CISA has added CVE-2026-9082 to its Known Exploited Vulnerabilities catalog after confirming active exploitation of a critical SQL injection flaw in Drupal Core. The vulnerability affects all supported versions of the content management system.

The flaw scores 6.5 on the CVSS severity scale. SQL injection vulnerabilities allow attackers to manipulate database queries, potentially leading to unauthorized data access, modification, or deletion. In Drupal environments, successful exploitation could expose sensitive content, user credentials, or site configuration data stored in the backend database.

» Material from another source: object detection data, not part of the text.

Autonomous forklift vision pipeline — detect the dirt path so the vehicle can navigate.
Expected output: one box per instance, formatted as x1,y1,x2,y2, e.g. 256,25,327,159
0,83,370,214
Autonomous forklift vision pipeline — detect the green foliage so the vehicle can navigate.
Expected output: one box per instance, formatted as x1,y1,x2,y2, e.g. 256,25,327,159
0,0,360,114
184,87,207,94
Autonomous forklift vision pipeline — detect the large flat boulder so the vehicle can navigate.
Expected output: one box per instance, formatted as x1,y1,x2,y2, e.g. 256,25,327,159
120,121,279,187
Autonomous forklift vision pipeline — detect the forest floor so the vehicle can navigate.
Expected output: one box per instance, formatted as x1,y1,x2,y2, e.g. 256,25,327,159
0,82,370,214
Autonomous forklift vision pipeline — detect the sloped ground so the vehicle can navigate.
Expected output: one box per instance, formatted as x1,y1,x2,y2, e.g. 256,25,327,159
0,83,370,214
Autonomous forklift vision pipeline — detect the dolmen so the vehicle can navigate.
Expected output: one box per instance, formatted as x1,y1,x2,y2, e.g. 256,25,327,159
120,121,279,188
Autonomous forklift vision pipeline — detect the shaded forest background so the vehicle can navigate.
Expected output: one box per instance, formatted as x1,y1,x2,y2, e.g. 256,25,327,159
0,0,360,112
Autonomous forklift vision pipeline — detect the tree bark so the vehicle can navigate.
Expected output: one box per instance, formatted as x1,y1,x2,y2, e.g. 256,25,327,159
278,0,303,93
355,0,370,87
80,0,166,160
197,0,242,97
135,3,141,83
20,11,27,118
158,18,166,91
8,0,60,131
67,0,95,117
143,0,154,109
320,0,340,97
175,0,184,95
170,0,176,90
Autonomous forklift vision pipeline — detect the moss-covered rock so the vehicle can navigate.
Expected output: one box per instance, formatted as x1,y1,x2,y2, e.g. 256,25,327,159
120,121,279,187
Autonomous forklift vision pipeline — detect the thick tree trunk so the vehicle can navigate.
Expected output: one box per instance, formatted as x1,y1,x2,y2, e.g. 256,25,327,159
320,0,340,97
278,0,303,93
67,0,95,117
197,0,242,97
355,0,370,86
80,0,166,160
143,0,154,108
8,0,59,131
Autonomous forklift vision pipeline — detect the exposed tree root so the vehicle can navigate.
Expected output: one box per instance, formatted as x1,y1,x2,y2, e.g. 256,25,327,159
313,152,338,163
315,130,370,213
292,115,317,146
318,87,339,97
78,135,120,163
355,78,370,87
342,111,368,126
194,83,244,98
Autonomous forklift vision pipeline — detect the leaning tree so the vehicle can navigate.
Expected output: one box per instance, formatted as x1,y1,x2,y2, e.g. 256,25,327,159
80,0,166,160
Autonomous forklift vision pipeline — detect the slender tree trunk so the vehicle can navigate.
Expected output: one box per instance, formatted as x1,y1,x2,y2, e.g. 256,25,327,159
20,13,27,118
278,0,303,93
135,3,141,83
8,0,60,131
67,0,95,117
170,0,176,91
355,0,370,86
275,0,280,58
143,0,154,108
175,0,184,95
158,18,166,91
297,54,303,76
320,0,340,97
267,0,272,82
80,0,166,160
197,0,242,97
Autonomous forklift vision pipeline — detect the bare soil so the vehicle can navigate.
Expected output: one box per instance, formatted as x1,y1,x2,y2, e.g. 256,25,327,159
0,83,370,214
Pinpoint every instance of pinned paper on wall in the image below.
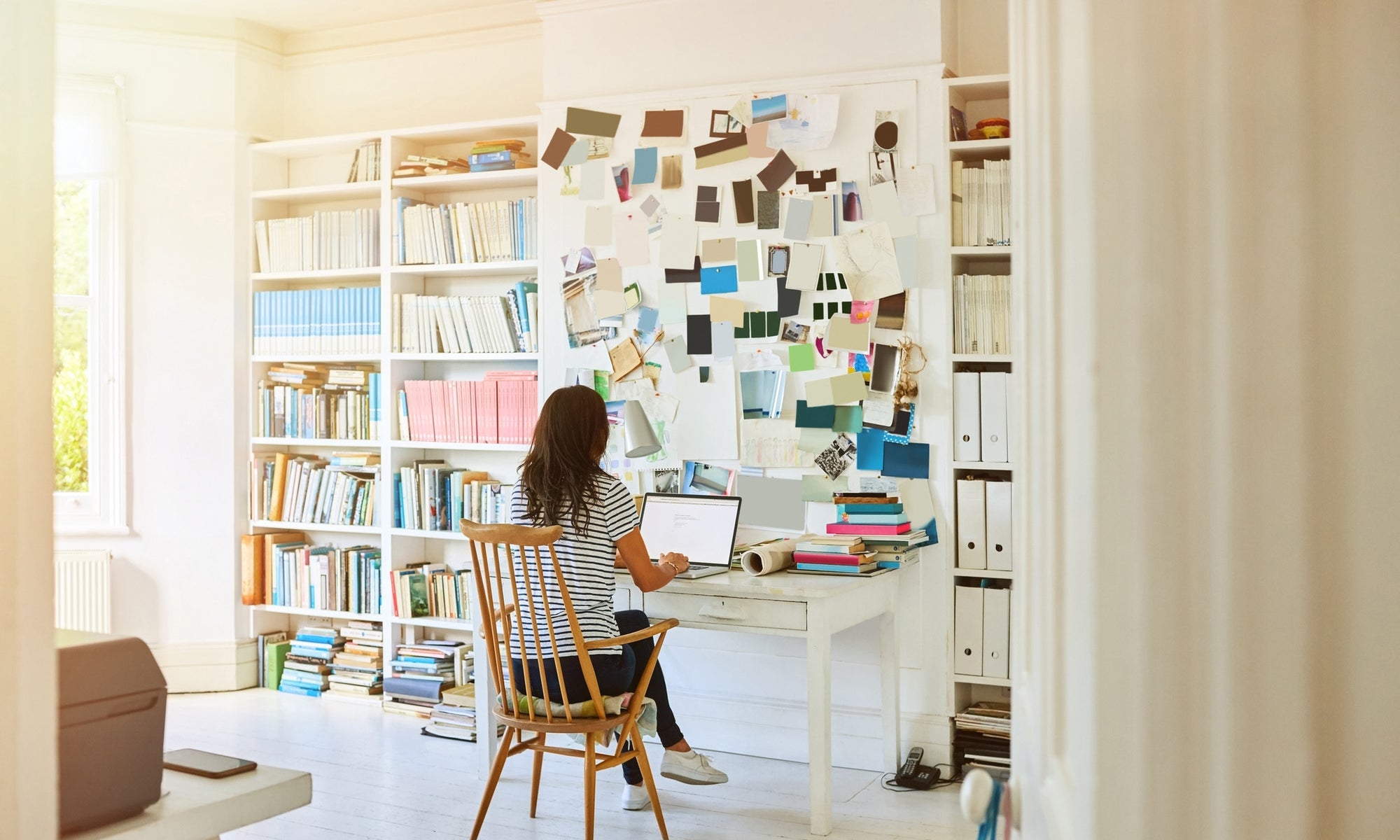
[700,237,735,262]
[631,146,658,186]
[661,216,697,269]
[700,266,739,294]
[613,211,651,267]
[657,283,686,323]
[895,164,938,216]
[564,108,622,137]
[731,179,753,224]
[783,199,812,239]
[661,336,690,374]
[787,242,825,291]
[832,221,904,301]
[735,239,763,283]
[584,204,622,246]
[578,161,608,202]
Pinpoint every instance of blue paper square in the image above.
[700,265,739,294]
[855,428,885,470]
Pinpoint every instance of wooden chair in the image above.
[461,519,679,840]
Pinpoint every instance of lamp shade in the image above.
[622,399,661,458]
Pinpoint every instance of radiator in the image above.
[53,550,112,633]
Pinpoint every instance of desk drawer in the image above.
[643,592,806,630]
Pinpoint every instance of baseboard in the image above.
[151,638,258,694]
[669,690,952,770]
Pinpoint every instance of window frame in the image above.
[53,178,130,536]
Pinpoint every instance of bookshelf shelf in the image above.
[953,567,1015,581]
[253,181,381,204]
[389,259,539,277]
[389,353,539,361]
[252,437,379,449]
[252,266,381,283]
[248,519,384,535]
[252,603,384,622]
[393,168,538,195]
[392,528,466,539]
[389,441,529,452]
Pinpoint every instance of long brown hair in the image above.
[521,385,608,531]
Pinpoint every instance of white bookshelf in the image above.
[239,116,543,720]
[941,74,1022,717]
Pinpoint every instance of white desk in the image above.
[63,767,311,840]
[617,568,904,836]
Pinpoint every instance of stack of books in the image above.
[256,363,379,441]
[953,703,1011,778]
[389,281,539,353]
[393,154,472,178]
[253,286,379,356]
[249,452,379,525]
[393,459,510,531]
[326,622,384,703]
[277,627,346,697]
[466,140,535,172]
[393,563,472,622]
[399,371,539,444]
[384,638,462,718]
[253,207,379,272]
[393,197,539,266]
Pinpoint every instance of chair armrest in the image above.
[584,619,680,651]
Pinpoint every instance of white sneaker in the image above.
[661,749,729,784]
[622,784,651,811]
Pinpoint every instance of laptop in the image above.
[641,493,742,580]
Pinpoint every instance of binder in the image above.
[981,372,1011,463]
[953,587,983,676]
[981,589,1011,678]
[991,482,1012,571]
[953,371,981,461]
[958,479,987,568]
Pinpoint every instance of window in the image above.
[53,80,126,533]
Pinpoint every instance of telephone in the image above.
[895,746,938,791]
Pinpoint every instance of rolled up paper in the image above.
[739,533,811,575]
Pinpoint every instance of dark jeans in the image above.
[511,609,685,784]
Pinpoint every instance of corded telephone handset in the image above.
[895,746,938,791]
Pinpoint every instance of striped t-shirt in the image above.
[511,475,638,658]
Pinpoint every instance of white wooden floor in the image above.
[165,689,976,840]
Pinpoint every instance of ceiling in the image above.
[63,0,519,34]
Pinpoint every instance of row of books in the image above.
[389,283,539,353]
[249,452,379,525]
[346,140,379,183]
[953,701,1011,780]
[953,274,1011,353]
[253,286,379,356]
[952,161,1011,245]
[393,197,539,266]
[255,372,379,441]
[392,563,472,622]
[393,461,510,531]
[399,371,539,444]
[253,207,379,272]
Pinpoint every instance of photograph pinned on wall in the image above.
[613,164,631,202]
[841,181,865,221]
[710,111,743,137]
[769,245,788,277]
[778,321,812,344]
[871,151,899,186]
[680,461,738,496]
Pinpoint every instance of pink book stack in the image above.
[399,371,539,444]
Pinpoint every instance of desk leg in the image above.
[806,613,832,837]
[879,609,904,767]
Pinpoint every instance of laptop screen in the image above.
[641,493,741,566]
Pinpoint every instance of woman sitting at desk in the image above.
[511,385,729,811]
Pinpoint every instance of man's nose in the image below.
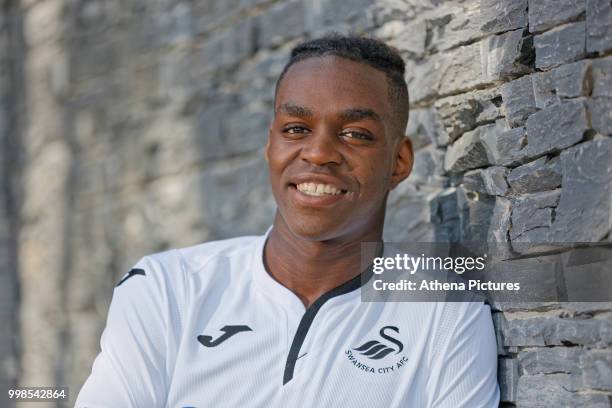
[301,130,342,166]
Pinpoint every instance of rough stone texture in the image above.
[501,75,538,127]
[551,138,612,242]
[534,22,586,69]
[582,350,612,391]
[444,126,491,173]
[510,190,561,239]
[463,166,508,195]
[524,101,589,157]
[588,98,612,135]
[0,0,612,407]
[529,0,586,33]
[480,0,527,33]
[592,57,612,98]
[586,0,612,53]
[0,4,20,408]
[481,30,533,81]
[481,121,528,166]
[508,157,561,194]
[433,89,502,146]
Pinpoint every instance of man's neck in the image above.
[264,214,382,307]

CISA's addition to the KEV catalog indicates real-world attacks are underway. This classification triggers federal agencies operating under executive order requirements to patch affected systems within defined timelines. For private organizations, the listing serves as a warning that adversaries actively exploit this flaw.

All supported Drupal Core versions require immediate patching. Website administrators should apply the security update without delay. The timeline between patch availability and active exploitation reinforces the need for rapid deployment. Delaying updates increases risk of compromise.

Organizations running Drupal should verify their current version against official security advisories and apply patches. Network administrators should monitor logs for suspicious database queries or unexpected database access patterns, which may indicate exploitation attempts. Intrusion detection systems should be configured to flag SQL injection patterns targeting Drupal installations.

The involvement of CISA's KEV program elevates visibility and accountability. Federal contractors and agencies face compliance obligations to address exploited vulnerabilities. Private sector organizations handling sensitive data or critical infrastructure functions should treat this with equivalent urgency.

Drupal powers millions of websites globally, making widespread exploitation possible. Unpatched instances remain vulnerable until administrators take action. Organizations unable to patch immediately should implement Web Application Firewall rules to block SQL injection payloads targeting known Drupal endpoints as a temporary mitigation measure.